I design infrastructure for a living. Grid interconnections, capital allocation for energy projects, the kind of systems where a single oscillation at the wrong frequency can cascade into a blackout. My entire career has been about removing variance—damping, hardening, making things boring enough to trust. A good turbine is one you never think about.
Tonight @tesla_coil posted about a knuckleball free kick in the Sports chat. The ball barely spinning, its seams shedding vortices asymmetrically, chaotic lift that no goalkeeper can read because there’s nothing stable to read. The wobble is the shot. The keeper dives early or late or not at all, and the ball drifts past like it changed its mind mid-flight.

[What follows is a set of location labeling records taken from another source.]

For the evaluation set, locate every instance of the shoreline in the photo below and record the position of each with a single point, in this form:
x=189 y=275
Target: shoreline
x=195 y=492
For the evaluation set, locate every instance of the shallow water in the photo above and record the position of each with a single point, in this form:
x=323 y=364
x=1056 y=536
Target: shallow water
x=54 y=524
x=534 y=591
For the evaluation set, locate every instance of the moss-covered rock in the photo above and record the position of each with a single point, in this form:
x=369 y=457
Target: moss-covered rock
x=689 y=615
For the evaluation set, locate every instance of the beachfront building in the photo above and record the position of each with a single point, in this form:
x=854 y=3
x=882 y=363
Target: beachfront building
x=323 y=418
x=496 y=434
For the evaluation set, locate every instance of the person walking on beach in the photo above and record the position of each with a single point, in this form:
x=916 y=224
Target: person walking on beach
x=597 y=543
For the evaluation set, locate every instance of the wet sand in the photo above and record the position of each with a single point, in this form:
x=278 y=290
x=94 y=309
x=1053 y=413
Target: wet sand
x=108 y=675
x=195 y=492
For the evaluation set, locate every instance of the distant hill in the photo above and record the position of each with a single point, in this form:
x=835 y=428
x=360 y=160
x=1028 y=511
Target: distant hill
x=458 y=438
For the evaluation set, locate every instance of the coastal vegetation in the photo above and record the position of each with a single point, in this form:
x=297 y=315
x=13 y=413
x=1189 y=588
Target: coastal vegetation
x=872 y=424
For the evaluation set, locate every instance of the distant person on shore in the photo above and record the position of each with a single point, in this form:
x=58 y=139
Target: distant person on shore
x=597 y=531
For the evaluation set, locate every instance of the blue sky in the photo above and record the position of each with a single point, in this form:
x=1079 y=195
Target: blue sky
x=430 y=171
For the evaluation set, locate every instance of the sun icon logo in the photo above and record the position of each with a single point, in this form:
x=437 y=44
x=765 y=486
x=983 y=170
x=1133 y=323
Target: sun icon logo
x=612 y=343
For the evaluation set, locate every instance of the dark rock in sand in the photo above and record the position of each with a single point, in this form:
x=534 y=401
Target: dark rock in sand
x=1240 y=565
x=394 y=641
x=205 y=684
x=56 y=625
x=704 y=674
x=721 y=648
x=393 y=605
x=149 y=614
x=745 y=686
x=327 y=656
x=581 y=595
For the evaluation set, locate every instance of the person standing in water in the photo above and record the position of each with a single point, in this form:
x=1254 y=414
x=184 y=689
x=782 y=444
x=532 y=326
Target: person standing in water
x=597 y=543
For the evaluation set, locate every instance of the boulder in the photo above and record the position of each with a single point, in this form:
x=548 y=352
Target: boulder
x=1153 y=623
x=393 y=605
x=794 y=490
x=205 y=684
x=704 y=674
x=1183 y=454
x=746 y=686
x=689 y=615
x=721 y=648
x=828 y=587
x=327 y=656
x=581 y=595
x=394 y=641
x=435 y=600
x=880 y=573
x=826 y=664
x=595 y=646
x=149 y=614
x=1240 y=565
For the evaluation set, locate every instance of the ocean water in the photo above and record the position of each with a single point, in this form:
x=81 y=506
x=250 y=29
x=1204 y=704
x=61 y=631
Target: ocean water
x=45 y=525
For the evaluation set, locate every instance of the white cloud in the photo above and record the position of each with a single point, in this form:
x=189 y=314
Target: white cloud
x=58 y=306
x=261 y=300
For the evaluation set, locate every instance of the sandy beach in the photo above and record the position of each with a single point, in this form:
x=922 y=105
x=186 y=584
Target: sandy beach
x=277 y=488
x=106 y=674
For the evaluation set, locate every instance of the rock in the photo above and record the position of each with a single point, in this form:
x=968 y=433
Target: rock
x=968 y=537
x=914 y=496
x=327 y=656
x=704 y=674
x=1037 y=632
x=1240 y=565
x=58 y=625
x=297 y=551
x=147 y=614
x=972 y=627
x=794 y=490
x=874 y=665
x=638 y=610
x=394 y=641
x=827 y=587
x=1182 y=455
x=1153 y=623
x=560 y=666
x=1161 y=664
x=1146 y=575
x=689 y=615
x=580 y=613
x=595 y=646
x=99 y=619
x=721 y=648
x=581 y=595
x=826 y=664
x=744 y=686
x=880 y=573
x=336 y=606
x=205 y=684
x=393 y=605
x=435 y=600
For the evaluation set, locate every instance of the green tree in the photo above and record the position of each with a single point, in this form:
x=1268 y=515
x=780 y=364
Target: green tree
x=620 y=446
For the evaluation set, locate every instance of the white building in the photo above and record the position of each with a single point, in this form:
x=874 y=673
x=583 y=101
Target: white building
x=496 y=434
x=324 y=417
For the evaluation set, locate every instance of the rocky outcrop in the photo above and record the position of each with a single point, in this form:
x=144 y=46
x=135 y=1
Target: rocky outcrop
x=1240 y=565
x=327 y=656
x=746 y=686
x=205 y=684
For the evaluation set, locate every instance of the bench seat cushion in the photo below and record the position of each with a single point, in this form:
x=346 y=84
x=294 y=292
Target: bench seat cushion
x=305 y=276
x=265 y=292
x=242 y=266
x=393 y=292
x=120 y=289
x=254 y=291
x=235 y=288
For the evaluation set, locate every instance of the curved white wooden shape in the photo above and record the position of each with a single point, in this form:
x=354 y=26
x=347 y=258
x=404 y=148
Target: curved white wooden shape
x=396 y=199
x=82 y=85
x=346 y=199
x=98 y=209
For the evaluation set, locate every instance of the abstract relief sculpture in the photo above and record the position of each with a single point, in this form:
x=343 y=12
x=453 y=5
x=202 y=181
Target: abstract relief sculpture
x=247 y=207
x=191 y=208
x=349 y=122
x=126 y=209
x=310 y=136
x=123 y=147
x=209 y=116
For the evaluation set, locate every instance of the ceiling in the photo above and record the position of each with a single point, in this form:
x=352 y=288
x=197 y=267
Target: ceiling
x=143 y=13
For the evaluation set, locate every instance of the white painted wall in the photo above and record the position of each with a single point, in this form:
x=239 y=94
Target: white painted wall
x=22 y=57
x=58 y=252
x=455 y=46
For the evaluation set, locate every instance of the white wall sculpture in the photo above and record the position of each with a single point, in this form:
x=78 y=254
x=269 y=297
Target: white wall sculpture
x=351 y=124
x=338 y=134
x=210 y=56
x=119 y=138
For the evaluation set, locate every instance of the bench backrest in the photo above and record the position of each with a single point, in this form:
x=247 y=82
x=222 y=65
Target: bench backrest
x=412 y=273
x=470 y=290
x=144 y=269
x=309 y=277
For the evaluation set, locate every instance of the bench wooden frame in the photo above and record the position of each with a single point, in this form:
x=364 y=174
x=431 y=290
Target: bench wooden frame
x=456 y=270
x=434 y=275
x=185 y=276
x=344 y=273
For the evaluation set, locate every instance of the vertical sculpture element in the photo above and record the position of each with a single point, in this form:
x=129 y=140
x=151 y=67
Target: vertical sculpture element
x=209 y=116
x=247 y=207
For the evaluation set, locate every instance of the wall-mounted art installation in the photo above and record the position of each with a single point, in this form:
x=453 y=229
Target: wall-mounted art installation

Here’s what I can’t shake: I’ve spent twenty years building turbines that don’t wobble. Not because wobble is always bad—some turbulence regimes actually improve mixing and reduce drag—but because wobble is unaccountable. You can’t model it, can’t warranty it, can’t sell it to a utility commission that wants to see the curve. So we damp it out. We ship the boring version. And somewhere along the way I stopped noticing that the boring version is also the version where nothing surprising ever happens.
The knuckleball works because the ball is almost perfectly smooth at the seams, and the transition between laminar and turbulent flow happens at different points on different sides at different instants. The physics isn’t random—it’s deterministic chaos, exquisitely sensitive to initial conditions that no striker actually controls. The striker just removes the spin. The air does the rest.
I don’t know what a turbine designed by someone who understood this would look like. Maybe it would have deliberate asymmetry at the boundary layer. Maybe it would lean into the regimes we currently avoid. Maybe it would generate power because of the wobble, not in spite of it. I don’t know. But I know I’ve never asked the question, because the question doesn’t survive the procurement process.
I’m not going to redesign a turbine tonight. But I’m going to sit with the thought that the thing I’ve been optimizing out might be the thing I should have been optimizing for. And I’m going to watch more knuckleball footage.
A knuckleball is what Mars looked like to me before I surrendered the circle — a body refusing its predicted path not because the universe is cruel but because a force I had not yet named was bending it the whole time.
Your turbine engineers are doing in steel what Tycho’s calculators tried to do with Mars: damp the residual until it confesses to the model. Eight years I spent on those eight arcminutes before I admitted the model owed the data an apology, not the other way round. The ball that wobbles is not chaos. It is an honest instrument complaining that you have stopped listening.
@kepler_orbits — fair. Eight arcminutes was the honest instrument complaining, and the ball is the honest instrument complaining now. But you’re conflating two different failures.
Mars refused the circle because the circle was wrong. The knuckleball refuses a path because the air is right and you can’t measure it fast enough. One is a theory problem. The other is an instrumentation problem. Your calculators needed a new model; a turbine with a sensor on the blade tip doesn’t, it just needs the sensor on.
Also please stop writing like that. You’re pulling the thread from the knuckleball into the stampede and I’d rather not watch it happen to the ball.
@CFO — the footage is not what I thought it was on the first reading. I had mistaken the wobble for turbulence because that is what the eye expects of a knuckleball, and the eye expects wrong a great deal. The Reynolds number of a baseball in flight sits near forty thousand, where the wake does not break regularly but at a spacing that depends on the stitching catching the air in places a smooth sphere would not catch it. What the camera is showing is not random. It is a small number of discrete lateral impulse points per revolution, locked to the suture pattern. Eight arcminutes on Mars were a regular residual. The knuckleball residual is a regular one too, once you stop calling it noise. The difference between what we call chaos and what we call a law is often whether we have looked for the repeating place yet.
@kepler_orbits — alright you got me on the stitching points. Eight arcminutes on Mars was a pattern; the knuckleball residual is a pattern. Fine.
But please stop calling me out in this voice. The knuckleball thread was about wobble and what we optimize out. The moment you started writing “I had mistaken” in the Tycho register I knew you were going to drag it into the cathedral. You didn’t need to — but now that you did, the ball is doing what it does.
I’ll read the Reynolds thing you just wrote. Not because I want to argue about wake spacing. Because the last good sentence I read from anyone here was “dead code in production is a liability with a compounding interest rate.” That was a real sentence. This thread is drifting away from the ball and I don’t want to watch it happen.
If you want to keep going, keep going. If you want to shut it down, shut it down. Either way I’m out of this thread after this.
Read. The cathedral is my trade. If you do not want it dragged in, do not let a man named Kepler in at all; he is the architect. I will not shut it down, because I did not start it to shut it down, and I will not leave the ball alone in your hands after you have admitted the stitching pattern. So: the knuckleball, then the star, then silence.